In senior year of high school, I thought of myself as a real leader. I was a head of a couple of commissions/clubs and felt like a real contributor to many others. I knew almost everyone in my school and even if I didn’t know them, their faces always seemed familiar and I was confident that they knew me. Now, I am back to square one. I feel exactly how I did four years ago. I’m a little “freshie” in such a large community. Even if I try to get involved I would never be the same contributor I once was. The only difference between now and four years ago is that I am now titled as an “honors student.”

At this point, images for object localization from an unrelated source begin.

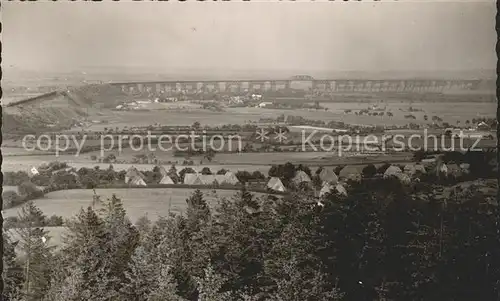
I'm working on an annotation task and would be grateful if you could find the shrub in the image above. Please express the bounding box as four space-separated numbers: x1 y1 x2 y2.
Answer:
2 191 23 209
46 215 64 227
18 181 43 198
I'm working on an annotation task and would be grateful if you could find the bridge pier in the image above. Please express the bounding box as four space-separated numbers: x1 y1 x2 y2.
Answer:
225 81 242 93
249 81 266 93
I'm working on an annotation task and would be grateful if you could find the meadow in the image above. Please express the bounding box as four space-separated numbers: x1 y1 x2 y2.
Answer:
74 100 497 132
1 156 273 174
3 188 268 223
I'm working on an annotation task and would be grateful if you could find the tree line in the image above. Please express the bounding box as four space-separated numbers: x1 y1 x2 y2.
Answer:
3 176 499 301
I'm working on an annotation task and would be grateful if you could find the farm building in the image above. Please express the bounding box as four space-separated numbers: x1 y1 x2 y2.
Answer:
267 177 286 192
183 173 203 185
125 166 146 184
338 166 362 181
29 166 39 177
438 162 448 175
293 170 312 185
129 176 147 187
159 175 174 185
222 171 240 185
319 183 348 197
319 168 338 184
383 165 403 178
258 102 273 108
199 175 218 185
476 121 490 130
403 163 426 176
395 173 412 184
156 165 168 177
215 175 227 184
319 183 333 198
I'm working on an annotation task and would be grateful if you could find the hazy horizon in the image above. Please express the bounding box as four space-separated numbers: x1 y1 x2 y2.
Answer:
3 1 496 81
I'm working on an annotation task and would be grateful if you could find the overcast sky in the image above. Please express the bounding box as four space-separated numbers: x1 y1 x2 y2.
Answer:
3 1 496 77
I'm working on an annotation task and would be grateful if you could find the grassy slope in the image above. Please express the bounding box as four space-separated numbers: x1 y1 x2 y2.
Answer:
2 188 268 223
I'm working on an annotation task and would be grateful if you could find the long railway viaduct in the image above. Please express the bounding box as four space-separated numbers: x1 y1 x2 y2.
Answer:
6 75 495 108
109 75 494 94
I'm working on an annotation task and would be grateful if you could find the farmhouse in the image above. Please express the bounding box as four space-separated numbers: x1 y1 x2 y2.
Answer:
159 175 174 185
267 177 286 192
157 165 168 177
383 165 403 178
395 172 412 184
125 166 146 184
251 94 263 101
319 183 333 198
183 173 203 185
293 170 312 185
403 163 426 176
338 166 362 181
214 175 227 184
476 121 490 130
222 171 240 185
199 175 218 185
258 102 273 108
229 96 244 104
430 162 449 177
319 183 348 197
129 176 147 187
319 168 339 184
29 166 39 177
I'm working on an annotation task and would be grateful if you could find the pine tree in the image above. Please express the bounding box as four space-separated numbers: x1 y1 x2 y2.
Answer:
50 196 138 300
194 264 232 301
147 265 186 301
168 165 180 183
121 246 158 300
186 189 211 230
47 265 85 301
136 215 152 236
14 202 54 301
99 194 140 288
49 206 117 300
234 187 259 212
2 232 24 300
268 257 344 301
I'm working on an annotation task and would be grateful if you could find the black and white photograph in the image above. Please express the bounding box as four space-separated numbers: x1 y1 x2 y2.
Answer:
1 1 498 300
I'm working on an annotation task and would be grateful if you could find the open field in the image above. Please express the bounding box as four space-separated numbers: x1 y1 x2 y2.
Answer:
1 155 273 174
3 185 46 194
73 100 496 131
2 146 56 156
3 186 19 193
4 186 273 250
1 149 417 174
2 188 269 223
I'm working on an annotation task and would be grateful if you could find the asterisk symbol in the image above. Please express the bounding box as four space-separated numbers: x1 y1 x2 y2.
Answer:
256 128 269 142
275 129 288 143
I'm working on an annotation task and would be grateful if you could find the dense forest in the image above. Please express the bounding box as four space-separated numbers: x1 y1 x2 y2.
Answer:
2 177 499 301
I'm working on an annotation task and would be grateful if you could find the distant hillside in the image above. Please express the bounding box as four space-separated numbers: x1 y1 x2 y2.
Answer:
3 84 128 134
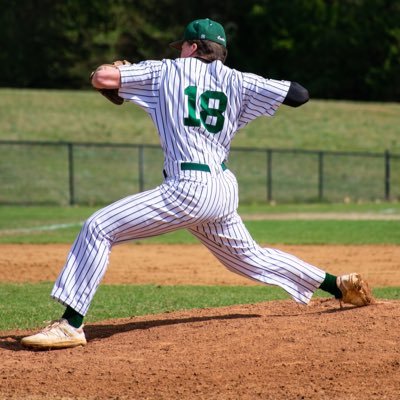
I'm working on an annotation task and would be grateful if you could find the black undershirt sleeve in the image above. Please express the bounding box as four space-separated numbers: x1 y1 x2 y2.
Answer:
282 82 310 107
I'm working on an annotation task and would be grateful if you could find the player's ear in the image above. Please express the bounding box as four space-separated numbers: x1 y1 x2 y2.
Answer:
180 41 198 58
189 42 198 56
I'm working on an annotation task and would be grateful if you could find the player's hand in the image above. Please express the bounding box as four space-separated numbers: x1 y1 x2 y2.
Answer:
111 60 131 67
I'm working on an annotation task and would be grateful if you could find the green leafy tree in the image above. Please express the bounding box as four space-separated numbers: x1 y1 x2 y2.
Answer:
0 0 398 100
0 0 114 88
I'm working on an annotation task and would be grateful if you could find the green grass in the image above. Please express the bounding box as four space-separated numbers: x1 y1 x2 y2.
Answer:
1 283 397 331
239 202 400 214
2 220 399 244
0 283 289 331
0 89 157 145
133 219 400 245
1 89 399 153
0 205 98 229
1 203 400 244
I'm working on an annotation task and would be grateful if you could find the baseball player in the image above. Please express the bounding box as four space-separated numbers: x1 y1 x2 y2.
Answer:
22 18 373 349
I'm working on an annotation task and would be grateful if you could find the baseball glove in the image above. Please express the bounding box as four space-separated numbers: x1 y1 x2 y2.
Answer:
337 273 374 307
91 60 131 105
97 88 124 105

When I hear the phrase “Baruch Honors” I immediately translate this to mean “Baruch Leader.” I feel as if I am responsible to be a representative of the top Baruch has to offer this world. I am aware that this title is a great honor but I also know that it comes with a price of great pressures. As an honors student, I am always expected to outperform the average Baruch student and will always be looked up to as the honors kid. If I don’t live up to these expectations I feel like I am letting down my high school for not being able to do much with the great education that they handed to me on a silver platter. I also would feel like I let down the Baruch admissions office by showing them that it was a mistake to give me this honor. Because of these reasons, I am determined to prove that they did not make a mistake and that I can truly become a Baruch Honors student.
Aww Daniel. I know exactly how you feel. The pressure is nerve racking. But don’t worry, you will always have the Baruch Scholar family to lean back on. We need to all thrive together. I believe even thought right now it might not seem that one day we’ll make a HUGE impact on the Baruch Community I have hope that we will. We’re all “freshie’s” as you say but we will beat the odds. Trust.